Wrong. Less risk equals more reward, and the longer the time frame the better it works.
Imagine going to a local real estate tax sale where you buy houses at the county court house. Let's say there are 10 houses at this sale, and they are all worth 60K retail (lots of areas have houses worth far less than this that go into the sales). If you buy all 10 houses at 40K each your risk is far higher than if you buy all 10 houses at 20K each. Less risk equals more reward. Just because it might take months or years to make the money back in rents or resales, does not mean that you are at risk. The less you pay, the less risk you have, and the higher your gain.
Take that same town and imagine being able to buy 10 businesses, or pieces of 10 businesses. You could take all year to look at the books of each business, and you would have a good reference point as to the quality of management, as well, since you lived in the town.
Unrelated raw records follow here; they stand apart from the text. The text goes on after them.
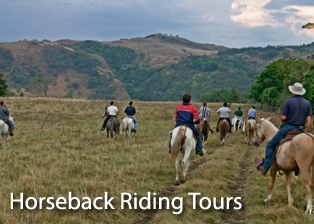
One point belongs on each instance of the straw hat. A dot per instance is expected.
(297, 89)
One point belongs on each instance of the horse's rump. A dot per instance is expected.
(113, 124)
(296, 152)
(250, 127)
(223, 127)
(179, 140)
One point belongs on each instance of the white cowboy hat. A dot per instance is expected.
(297, 89)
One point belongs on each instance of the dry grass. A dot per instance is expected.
(57, 148)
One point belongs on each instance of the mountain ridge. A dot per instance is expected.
(145, 68)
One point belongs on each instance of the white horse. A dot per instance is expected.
(128, 126)
(4, 130)
(237, 124)
(182, 140)
(296, 154)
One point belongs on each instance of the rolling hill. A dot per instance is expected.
(153, 68)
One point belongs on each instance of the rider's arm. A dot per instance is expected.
(283, 117)
(309, 123)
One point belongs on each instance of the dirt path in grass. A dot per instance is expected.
(149, 215)
(237, 190)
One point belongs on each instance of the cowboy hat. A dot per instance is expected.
(297, 89)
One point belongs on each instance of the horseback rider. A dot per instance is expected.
(238, 115)
(204, 112)
(187, 114)
(224, 114)
(130, 112)
(252, 113)
(4, 115)
(111, 111)
(295, 112)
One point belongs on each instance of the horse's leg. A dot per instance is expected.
(273, 173)
(4, 137)
(177, 182)
(186, 163)
(305, 172)
(129, 131)
(288, 187)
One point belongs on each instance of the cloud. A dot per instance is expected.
(298, 16)
(252, 13)
(233, 23)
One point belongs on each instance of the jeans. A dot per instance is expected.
(196, 133)
(135, 121)
(271, 145)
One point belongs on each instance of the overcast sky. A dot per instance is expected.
(231, 23)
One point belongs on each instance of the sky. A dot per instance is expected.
(230, 23)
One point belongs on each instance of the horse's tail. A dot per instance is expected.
(205, 127)
(175, 148)
(237, 125)
(224, 128)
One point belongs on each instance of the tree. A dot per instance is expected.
(38, 85)
(3, 85)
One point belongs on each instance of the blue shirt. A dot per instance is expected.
(296, 109)
(130, 110)
(252, 113)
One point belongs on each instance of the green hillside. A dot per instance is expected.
(154, 68)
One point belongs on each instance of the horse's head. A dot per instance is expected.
(259, 135)
(11, 119)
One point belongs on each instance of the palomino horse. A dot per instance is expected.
(182, 140)
(290, 156)
(127, 126)
(4, 130)
(237, 124)
(113, 126)
(223, 128)
(203, 127)
(250, 127)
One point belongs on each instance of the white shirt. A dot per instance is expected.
(112, 110)
(224, 112)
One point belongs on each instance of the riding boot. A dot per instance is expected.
(199, 150)
(170, 142)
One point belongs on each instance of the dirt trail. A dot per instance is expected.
(236, 190)
(149, 215)
(233, 216)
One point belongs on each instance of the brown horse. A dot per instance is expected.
(203, 127)
(250, 127)
(223, 128)
(290, 156)
(113, 126)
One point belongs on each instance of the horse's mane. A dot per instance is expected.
(269, 125)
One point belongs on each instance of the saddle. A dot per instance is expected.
(288, 137)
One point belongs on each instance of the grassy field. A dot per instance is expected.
(57, 149)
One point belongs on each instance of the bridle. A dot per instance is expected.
(257, 139)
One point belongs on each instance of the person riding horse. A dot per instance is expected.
(295, 112)
(130, 112)
(112, 111)
(4, 115)
(187, 114)
(252, 113)
(204, 112)
(224, 114)
(238, 115)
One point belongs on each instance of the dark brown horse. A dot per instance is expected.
(223, 128)
(203, 127)
(250, 128)
(290, 156)
(113, 126)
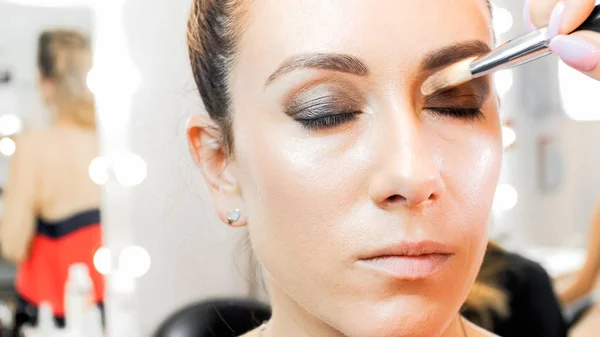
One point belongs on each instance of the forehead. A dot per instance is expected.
(384, 33)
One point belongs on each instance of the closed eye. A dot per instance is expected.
(460, 113)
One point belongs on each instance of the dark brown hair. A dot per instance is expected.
(64, 57)
(214, 27)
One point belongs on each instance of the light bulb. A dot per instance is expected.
(134, 261)
(7, 147)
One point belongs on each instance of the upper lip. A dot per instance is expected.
(411, 249)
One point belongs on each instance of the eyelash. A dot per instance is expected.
(334, 120)
(460, 113)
In this case you would buy the businesses that gave you the best investment value. The less you paid for quality businesses the less risk you would have.
There are tons of opportunities out there. Most people don't spend the time to really understand what investing is all about. True investing has you thinking like you are the owner of a business. Even if you have shares in a billion dollar company, if you think in terms of owning the business, you will invest in better companies.
Most people just chase stock prices and that is why most people lose. They deserve to lose, since they aren't willing to understand the basic rules of the game they are playing. Wall Street extracts a ton of money out of these people each year, and deservedly so.